The recovery has been strong. In April, when the domestic lockdown was at its height, employment was 40 per cent lower than in February and in June, when most restrictions had been eased, it was still 20 per cent down. Additionally, the data suggests that the recovery has been in all forms of employment, and not just part-time posts created by employers nervous about future economic prospects.
The three academic authors of the section of the surveys covering the labour market, two based in the US and one in the UK, noted similar trends in other emerging markets (EMs): from the low point in April, the recovery was well underway by June in Brazil and Mexico, and by August in India and Ghana.
Closer to home, we refer to COVID-19 impact monitoring, a series of publications by the National Bureau of Statistics (NBS) in partnership with the World Bank. The narrative is similar from the sixth and latest instalment of this smaller survey, which covers 1,950 households: 87 per cent of respondents were employed in October, compared with 86 per cent at the pre-COVID base (mid-March). Reflecting the structure of the economy, households are divided between urban and rural. Employment was a little behind March for the former, a little ahead for the latter.

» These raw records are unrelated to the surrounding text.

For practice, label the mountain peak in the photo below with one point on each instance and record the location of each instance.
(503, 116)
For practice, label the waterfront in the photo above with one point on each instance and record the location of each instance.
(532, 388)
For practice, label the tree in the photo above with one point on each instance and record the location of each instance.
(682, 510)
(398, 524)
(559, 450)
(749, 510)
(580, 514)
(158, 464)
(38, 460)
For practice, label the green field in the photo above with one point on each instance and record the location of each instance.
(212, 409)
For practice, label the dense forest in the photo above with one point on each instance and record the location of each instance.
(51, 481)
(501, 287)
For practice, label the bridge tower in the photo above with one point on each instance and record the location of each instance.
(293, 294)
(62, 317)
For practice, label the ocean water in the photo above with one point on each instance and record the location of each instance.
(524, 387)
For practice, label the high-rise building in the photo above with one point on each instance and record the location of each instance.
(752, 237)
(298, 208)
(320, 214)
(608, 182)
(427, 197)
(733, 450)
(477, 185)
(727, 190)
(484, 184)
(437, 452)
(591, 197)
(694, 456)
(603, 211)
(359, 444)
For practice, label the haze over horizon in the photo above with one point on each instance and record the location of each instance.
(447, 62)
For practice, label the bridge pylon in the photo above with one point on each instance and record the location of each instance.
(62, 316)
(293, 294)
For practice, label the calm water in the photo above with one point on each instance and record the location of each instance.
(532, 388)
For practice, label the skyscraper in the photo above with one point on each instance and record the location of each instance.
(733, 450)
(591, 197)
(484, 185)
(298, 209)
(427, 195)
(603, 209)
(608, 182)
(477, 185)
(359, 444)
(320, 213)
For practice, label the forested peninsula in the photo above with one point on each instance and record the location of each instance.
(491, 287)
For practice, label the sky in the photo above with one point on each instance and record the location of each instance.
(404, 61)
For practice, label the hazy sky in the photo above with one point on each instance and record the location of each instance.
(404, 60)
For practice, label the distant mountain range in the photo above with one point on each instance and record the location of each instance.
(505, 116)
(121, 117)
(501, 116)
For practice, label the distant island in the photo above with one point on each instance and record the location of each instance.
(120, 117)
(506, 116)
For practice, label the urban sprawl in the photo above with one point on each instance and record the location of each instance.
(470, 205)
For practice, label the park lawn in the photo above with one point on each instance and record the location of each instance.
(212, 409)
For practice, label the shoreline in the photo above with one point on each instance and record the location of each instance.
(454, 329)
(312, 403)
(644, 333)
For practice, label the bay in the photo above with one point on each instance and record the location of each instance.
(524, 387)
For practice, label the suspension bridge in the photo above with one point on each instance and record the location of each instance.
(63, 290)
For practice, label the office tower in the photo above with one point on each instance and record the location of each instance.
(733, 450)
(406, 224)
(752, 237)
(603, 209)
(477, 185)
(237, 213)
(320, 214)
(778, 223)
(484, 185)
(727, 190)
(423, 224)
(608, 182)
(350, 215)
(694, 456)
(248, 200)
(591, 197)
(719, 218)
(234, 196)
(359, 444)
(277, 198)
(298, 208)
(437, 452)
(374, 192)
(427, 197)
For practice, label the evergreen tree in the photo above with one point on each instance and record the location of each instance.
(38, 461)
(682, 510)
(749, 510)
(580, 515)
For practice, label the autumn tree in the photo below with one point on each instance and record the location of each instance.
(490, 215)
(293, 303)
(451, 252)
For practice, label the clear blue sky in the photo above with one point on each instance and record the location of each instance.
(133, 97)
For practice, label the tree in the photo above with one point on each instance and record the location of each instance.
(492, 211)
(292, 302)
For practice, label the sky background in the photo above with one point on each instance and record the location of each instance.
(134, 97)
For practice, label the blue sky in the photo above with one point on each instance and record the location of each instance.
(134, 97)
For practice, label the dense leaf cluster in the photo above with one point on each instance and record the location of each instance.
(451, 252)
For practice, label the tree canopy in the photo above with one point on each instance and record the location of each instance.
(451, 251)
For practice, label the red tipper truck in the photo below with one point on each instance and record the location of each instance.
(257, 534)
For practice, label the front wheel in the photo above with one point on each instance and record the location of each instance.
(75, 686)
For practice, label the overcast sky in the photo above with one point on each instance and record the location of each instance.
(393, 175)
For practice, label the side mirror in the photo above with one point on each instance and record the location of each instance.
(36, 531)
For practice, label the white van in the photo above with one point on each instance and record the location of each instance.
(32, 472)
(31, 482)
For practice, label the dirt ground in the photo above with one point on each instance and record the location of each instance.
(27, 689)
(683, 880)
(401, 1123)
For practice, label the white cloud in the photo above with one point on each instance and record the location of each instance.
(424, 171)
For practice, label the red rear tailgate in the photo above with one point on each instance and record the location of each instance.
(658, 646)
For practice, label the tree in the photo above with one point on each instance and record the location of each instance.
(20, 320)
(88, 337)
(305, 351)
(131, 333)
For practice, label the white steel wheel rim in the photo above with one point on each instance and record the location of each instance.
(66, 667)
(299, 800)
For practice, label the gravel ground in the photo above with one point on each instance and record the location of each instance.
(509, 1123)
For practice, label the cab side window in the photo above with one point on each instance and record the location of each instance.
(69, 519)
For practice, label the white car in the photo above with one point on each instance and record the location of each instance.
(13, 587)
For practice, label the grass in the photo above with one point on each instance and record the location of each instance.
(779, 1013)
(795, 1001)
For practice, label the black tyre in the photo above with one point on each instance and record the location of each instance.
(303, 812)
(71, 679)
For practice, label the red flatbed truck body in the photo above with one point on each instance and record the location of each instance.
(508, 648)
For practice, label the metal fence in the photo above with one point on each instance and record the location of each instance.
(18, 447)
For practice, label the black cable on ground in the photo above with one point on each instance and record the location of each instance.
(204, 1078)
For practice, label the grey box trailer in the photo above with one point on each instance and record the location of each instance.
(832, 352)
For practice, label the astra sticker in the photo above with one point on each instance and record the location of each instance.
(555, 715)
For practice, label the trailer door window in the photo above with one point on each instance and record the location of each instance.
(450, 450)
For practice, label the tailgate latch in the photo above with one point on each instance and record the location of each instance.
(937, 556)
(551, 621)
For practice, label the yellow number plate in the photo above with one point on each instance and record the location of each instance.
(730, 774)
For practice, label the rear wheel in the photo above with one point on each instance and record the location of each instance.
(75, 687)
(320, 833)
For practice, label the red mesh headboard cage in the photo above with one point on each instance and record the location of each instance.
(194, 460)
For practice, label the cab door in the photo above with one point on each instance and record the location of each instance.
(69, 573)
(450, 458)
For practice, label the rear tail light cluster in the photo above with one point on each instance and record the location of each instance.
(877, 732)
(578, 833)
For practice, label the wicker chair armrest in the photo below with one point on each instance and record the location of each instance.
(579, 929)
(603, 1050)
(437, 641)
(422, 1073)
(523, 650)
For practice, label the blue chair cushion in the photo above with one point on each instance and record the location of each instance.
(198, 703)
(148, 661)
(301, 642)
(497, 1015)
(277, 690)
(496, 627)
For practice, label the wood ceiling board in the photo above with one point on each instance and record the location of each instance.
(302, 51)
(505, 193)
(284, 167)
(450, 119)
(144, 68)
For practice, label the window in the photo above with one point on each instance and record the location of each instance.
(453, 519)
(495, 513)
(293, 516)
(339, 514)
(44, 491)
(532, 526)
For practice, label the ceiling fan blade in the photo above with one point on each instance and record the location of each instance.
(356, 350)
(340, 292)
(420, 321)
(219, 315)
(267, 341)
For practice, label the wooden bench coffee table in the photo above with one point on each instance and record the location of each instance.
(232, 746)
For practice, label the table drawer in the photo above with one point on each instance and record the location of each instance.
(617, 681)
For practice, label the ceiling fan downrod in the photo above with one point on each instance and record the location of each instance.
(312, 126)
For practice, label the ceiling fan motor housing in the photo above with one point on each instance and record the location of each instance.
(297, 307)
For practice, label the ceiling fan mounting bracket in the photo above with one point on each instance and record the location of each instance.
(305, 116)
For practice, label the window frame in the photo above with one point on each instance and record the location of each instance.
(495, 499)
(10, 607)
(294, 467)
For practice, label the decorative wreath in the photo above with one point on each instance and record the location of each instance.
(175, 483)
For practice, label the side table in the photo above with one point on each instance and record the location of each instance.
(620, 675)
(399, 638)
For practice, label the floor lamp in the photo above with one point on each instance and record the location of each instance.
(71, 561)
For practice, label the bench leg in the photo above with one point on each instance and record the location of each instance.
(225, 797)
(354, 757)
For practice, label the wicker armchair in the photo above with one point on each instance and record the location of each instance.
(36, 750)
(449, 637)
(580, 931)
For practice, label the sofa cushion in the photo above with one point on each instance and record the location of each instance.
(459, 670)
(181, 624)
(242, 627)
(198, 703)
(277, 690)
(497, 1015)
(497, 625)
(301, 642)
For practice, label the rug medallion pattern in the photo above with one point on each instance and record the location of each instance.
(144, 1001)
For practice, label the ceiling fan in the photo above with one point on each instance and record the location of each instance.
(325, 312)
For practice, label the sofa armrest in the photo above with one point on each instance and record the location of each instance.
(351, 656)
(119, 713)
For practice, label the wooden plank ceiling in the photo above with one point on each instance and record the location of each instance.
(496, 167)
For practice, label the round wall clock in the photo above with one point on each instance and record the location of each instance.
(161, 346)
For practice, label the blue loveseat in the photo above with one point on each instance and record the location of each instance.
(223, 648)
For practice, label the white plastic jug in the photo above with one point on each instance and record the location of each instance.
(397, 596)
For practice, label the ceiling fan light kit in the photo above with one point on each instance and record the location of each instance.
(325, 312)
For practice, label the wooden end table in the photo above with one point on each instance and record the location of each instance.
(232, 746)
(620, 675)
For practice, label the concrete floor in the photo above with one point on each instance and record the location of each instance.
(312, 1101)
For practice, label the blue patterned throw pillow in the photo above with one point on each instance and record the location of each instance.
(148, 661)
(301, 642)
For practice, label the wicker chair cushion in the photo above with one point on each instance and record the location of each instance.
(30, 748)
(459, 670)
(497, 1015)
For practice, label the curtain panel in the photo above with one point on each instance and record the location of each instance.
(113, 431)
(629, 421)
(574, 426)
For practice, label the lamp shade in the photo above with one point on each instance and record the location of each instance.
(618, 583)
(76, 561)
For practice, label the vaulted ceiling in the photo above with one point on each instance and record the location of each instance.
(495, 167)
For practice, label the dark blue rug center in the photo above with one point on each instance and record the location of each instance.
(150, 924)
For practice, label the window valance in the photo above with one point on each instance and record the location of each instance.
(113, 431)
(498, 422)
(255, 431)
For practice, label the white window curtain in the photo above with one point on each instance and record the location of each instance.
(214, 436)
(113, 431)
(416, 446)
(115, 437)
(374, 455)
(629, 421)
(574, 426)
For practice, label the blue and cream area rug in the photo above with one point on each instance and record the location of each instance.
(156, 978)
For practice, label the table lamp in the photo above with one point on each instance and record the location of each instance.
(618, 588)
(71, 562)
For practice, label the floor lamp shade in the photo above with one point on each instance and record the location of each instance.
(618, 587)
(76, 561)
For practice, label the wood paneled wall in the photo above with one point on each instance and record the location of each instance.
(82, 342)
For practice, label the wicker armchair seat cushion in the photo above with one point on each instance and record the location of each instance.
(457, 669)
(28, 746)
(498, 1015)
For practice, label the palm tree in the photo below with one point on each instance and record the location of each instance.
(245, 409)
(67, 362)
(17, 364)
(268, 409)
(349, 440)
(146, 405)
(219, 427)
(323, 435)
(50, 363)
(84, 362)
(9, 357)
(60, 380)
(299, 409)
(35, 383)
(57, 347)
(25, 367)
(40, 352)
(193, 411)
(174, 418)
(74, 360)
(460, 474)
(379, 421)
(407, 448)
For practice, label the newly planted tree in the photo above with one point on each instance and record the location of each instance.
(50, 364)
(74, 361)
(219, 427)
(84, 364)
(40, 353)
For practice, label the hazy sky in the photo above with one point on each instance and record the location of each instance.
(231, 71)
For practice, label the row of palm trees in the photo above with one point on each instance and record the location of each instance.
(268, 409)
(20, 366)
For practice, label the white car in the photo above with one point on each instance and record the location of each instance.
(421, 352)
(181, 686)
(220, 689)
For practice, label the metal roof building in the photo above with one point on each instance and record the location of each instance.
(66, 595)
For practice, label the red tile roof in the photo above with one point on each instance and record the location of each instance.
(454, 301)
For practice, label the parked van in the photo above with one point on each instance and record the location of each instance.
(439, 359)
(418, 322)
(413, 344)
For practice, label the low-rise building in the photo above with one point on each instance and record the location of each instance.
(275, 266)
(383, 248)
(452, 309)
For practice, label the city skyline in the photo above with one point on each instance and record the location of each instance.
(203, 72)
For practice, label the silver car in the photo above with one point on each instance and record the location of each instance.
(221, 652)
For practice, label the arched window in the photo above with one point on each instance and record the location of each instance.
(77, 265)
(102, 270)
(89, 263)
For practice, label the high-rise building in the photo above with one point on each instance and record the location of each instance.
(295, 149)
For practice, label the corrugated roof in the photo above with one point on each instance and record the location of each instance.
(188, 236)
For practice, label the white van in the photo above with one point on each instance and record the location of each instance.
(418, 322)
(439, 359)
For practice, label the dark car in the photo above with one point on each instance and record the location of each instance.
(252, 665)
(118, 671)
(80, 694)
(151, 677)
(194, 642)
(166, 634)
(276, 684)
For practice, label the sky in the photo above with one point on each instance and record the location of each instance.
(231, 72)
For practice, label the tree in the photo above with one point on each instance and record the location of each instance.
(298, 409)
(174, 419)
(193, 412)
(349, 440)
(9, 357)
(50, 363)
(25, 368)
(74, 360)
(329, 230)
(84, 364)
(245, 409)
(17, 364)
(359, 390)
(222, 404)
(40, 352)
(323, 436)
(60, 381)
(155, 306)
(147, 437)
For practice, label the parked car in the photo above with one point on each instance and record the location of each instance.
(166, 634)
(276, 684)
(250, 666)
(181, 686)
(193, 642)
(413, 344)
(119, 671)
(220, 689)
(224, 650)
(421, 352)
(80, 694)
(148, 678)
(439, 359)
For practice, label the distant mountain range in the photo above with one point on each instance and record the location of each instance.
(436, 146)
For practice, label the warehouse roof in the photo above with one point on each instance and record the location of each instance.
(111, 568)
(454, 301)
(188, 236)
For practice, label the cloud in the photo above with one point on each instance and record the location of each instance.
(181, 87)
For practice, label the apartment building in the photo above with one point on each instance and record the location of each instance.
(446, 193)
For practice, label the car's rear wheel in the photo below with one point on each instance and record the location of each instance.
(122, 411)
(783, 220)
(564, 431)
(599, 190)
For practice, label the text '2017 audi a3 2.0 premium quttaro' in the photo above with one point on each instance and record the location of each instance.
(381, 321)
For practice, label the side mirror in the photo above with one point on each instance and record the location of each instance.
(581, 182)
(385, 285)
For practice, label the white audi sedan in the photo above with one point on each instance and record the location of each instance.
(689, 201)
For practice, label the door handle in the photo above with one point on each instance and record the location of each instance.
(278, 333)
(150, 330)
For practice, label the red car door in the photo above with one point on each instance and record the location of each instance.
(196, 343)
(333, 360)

A clear trend is apparent across selected emerging markets. There is a familiar lag in the release of data from academic sources, research foundations and official statistical bodies. Job losses may have picked up again in South Africa due to the resurgence of COVID-19 and reimposition of some restrictions in late 2020/early 2021. This does not detract from our broader argument that these economies display resilience in employment terms once controls are eased.
We are not looking for parallels with advanced economies because of a point we have often made in these columns: that they have fiscal and other resources on a scale of which emerging market governments can only dream. You can close down the economy and pay your employed citizens not to work through a furlough scheme in an advanced economy. You can then reopen the economy and subsidize meals out for the family. In EMs your choices are far more limited. A core tool of the South African government, for example, is its social relief of distress grant, which is received by 35 per cent of all households.
Three other conclusions from the three waves of NIDS-CRAM are worth highlighting. First, the employment trends are consistent with monthly production data from Statistics South Africa, the local counterpart of the NBS. This is true of mining, manufacturing and retail but not, for obvious reasons, of tourism. Second and tentatively, there has been an unusual increase in jobs in sales and services. Thirdly and again cautiously, earnings may have risen slightly between February and October. If we attempt to read across to Nigeria, we do not have the data for the first two conclusions while the fourth instalment of COVID-19 impact monitoring noted that two thirds of households surveyed reported a fall in earnings.